Important for achieving high classification rate was not only the combination of many brain regions, but also the combination of PET and MRI. MRI alone had far superior classification accuracy than PET when each modality was used alone. However, the combination of the two provided the best results, suggesting that PET offers additional and somewhat complementary information to MRI. The combination of the two modalities is important for an additional reason, namely that changes in blood flow can be attributed, in part, to brain atrophy. Although regional measurements of brain atrophy could be used to normalize the PET signal, the fully multivariate approach followed herein offers a more general and comprehensive way of examining the data.
While the current study aims to develop an imaging-based diagnostic tool, it only takes one step in that direction. Our study examines the ability to distinguish between amnestic MCI and cognitively normal groups but does not include all possible types of dementia.

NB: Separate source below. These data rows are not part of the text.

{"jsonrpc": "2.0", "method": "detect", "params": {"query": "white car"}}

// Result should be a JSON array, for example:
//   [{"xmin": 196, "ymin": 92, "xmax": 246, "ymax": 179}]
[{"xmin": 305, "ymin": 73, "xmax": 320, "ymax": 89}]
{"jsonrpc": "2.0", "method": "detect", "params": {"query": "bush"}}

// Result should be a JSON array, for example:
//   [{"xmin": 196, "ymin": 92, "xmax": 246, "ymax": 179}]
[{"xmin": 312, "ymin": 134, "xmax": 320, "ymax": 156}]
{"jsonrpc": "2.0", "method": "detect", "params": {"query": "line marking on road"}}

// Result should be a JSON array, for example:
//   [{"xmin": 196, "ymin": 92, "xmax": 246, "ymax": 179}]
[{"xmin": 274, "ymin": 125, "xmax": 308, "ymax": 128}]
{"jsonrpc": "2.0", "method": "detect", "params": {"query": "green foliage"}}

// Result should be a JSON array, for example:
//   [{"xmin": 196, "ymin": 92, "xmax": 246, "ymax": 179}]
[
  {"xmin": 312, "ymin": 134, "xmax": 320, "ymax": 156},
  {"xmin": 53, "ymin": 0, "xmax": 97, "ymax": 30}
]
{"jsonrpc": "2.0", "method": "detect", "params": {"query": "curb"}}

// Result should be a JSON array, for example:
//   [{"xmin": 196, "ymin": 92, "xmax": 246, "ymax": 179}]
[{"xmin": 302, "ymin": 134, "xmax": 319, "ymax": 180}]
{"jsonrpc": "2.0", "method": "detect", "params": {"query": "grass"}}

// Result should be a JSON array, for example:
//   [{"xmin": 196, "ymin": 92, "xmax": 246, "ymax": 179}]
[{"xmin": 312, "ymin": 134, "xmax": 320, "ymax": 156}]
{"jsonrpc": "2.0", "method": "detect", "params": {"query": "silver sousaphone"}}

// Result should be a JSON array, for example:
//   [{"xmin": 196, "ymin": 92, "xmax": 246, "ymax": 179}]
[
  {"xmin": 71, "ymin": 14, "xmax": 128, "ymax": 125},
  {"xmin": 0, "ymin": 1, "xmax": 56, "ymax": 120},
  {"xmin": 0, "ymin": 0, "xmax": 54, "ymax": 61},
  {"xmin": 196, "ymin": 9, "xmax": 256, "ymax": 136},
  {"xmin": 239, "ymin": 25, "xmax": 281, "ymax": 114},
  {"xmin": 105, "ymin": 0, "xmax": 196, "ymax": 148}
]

For example, we do not test the ability of this classifier to distinguish between early stages of frontotemporal dementia and early stages of AD. However, this type of multi-class classification problem is generally a relatively straightforward extension of the two-group problem (Duda et al., 2001
). In particular, multi-class classification is often achieved by applying a number of pair-wise two-class classifiers, and then combining the results using voting. Multi-class support vector machine classifiers are also available.
In summary, this study combined structural MRI and blood flow PET images in a high-dimensional pattern classification framework, which achieved up to 100% accuracy in classifying individual scans of patients with relatively mild MCI in a prospective longitudinal study of aging. The results indicate that high-dimensional classification, partly built upon voxel-based multivariate analysis of the integration of structural and functional images, has the potential to serve as an early diagnostic tool for AD on an individual patient basis. Future studies on larger samples, as well as on healthy elderly individuals with cognitive decline, will further test whether these structural and physiological alterations seen in this MCI cohort are replicated robustly and perhaps at even earlier disease stages. These diagnostic tests have a great potential in complementing standard neurological examinations, especially in evaluating disease progression reliably and quantitatively.